Dia menyebutkan pula bahwa peluang untuk meningkatkan produktivitas kembali sangat tergantung pada pengurangan rintangan dalam perdagangan bersama dengan pertumbuhan investasi dan konsumsi.
2. Trump menyatakan bahwa ekonomi sedang ‘berkembang’ meskipun ada data mengenai penurunan.
Sebelum laporan OECD dirilis, Trump sempat mengklaim di media sosial bahwa tarif membawa dampak positif bagi perekonomian. “Karena Tarif, Ekonomi kita sedang BOOMING!” tulisnya. Namun, data resmi menunjukkan sebaliknya.
Perekonomian Amerika Serikat dilaporkan mengalami penurunan sebesar 0,2% secara year-on-year di triwulan pertama tahun 2025. Hal tersebut merupakan perlambatan untuk kali pertama sejak tahun 2022. Organisasi untuk Kerjasama dan Pembangunan Ekonomi (OECD) mencatat bahwa angka tersebut semakin memperkuat ketakutan tentang jalannya kebijakan ekonomi yang sedang berlangsung di AS.
Beberapa pekan belakangan ini ditandai dengan sejumlah pergantian tarif perdagangan yang signifikan. Sebagai contoh, ada putusan Pengadilan Perdagangan Internasional AS yang awalnya menarik tarif pembalasan untuk negara tertentu, namun kemudian dibatalkan lagi melalui jalur kasasi. Selain itu, Trump juga menyatakan niatannya untuk meningkatkan dua kali lipat tariff atas produk besi dan baja hingga mencapai 50%.
3. Bahasa Inggris juga dipengaruhi oleh tensi perdagangan global.
Di luar Amerika Serikat, Inggris pun mengalami dampak akibat tensi dagang dunia. OECD meredam perkiraan pertumbuhan ekonomi Inggris dari 1,4% menjadi 1,3%. Sementara untuk tahun 2026, ramalan ini jatuh lagi dari 1,2% hingga mencapai 1%.

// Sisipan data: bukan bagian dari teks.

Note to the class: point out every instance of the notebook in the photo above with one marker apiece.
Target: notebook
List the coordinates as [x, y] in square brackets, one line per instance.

OECD mengatakan bahwa tantangan bagi pertumbuhan Inggris berasal dari adanya ketidakpastian dan melambatkannya perdagangan dunia. Mereka pun merujuk ke peningkatan tajam dalam perekonomian Inggris di awal tahun 2025 dengan laju pertumbuhan sebesar 0,7%. Meski demikian, mereka memperingatkan tentang lesunya daya dorong ekonomi saat ini.
“Momen saat ini mulai menurun, sementara sentimen bisnis semakin merosot,” ungkap OECD. Mereka pun mengamati bahwa kepercayaan konsumen masih terus ditekan sejak paruh kedua tahun 2024.
Pemerintah Britania Raya sedang menghadapi periode di mana mereka harus membuat keputusan finansial yang rumit. Menteri Keuangan Rachel Reeves telah menyatakan bahwa ada serangkaian tindakan dengan nilai total 14 miliar euro (kira-kira Rp259 triliun) yang mencakup potongan pada tunjangan sebanyak 4,8 miliar euro (setara dengan kurang lebih Rp89 triliun), guna merestorasi fleksibilitas fiskal. Disebutkan pula bahwa pemerintah cenderung menekankan alokasi dana kepada bidang pertahanan serta layanan kesehatan nasional NHS.